Darlene Farris-LaBar, a Professor of Art + Design at East Stroudsburg University, received her MFA in Sculpture at SUNY, Purchase College, a BFA in Sculpture from Indiana University of Pennsylvania, and an AAS in Digital Media Arts from the College of Technology of NYC. Her art requires environmental interaction and the studying of a variety of eco-systems and various plant species through the use of 3D digitally design, 3D printing and other areas of emerging technologies. Farris-LaBar has been represented by Women in 3D, The Additivist Cookbook and was listed as the top 30 most influential woman in 3D printing. Her work has been represented internationally in places such as Brazil, Sweden, and Shanghai. It also recently traveled to the Onassis Cultural Center in Athens, 3D Pioneer Challenge: Pushing the Boundaries exhibition in Europe and with 3D PrintShow to New York City, California, London, Paris, and Dubai. She has presented her work at “Conference on Communication and Environment” in Boulder, Colorado about Bridging Divides: Spaces of Scholarship and Practice in Environmental Communication and  “At Last Which Thrives: 3D Printing Plants Indigenous to Specific Regions” in Athens, Greece. 

During the Fall of 2014, she had two solo exhibitions that presented her 3D printed flowers. One show was in the Art Lab at Columbus State University in Georgia and the other show at the Madelon.” The shows offered 3D printed sculptures, video and photography of native plants significant to the Pocono Region. Also this fall, she exhibited in a group show called “Uncommon Denominator II” at the E.O. Bull Center, at West Chester University.

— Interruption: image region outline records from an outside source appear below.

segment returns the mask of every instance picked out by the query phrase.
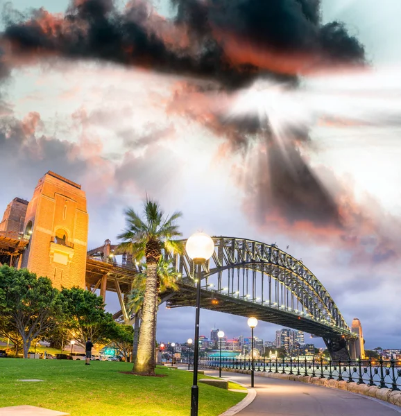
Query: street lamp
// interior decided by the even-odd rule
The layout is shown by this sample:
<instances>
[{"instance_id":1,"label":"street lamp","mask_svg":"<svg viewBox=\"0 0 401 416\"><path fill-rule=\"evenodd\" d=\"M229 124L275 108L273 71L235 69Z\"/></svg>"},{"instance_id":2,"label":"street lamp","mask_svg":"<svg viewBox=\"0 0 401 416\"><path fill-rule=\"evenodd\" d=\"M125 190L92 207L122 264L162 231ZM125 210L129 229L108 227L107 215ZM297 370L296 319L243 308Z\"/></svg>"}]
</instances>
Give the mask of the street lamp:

She exhibited a large-scale sculpture and video art installation about bees in San Paulo, Brazil at the Biblioteca Brasiliana in a show called Naturates. She also gave a presentation at the International Conference of Art and Nature. Additional presentations about her work were given in 2013 in both Sweden and Shanghai. In January 2012 she had a retrospective of her work at the Wu Xing Gallery in Shanghai, China. She was also recently honored to exhibit her work called “Water Has No Boundaries” at both the Fine Arts Gallery at Westchester Community College in New York and the Phillips Museum at Franklin & Marshall College. This sculpture was composed of over 900 bottles of water samples from 60 various locations. In November 2011, she lectured and presented her art at the Visualizing Science and the Environment symposium at the University of Brighton, UK. In 2010 she had a solo show in the Sykes Gallery at Millersville University called Rhythms of a Whole. It was a multimedia environmental art installation with sculpture, illustrations, video, and sound (combining harmonic melodies of monks and honey bees) about the importance of bees. In 2008, she had a solo show in the Madelon Powers Gallery at East Stroudsburg called “A Symphony on Shallow Waters.” This was also a multimedia environmental art installation about the fragile waters of both vernal pools and saltwater marshes. In the past, she has been commissioned to create and weld two large-scale permanent sculptures.  One sculpture located near Pittsburgh, PA is made of recycled steel and weighs over two hundred tons.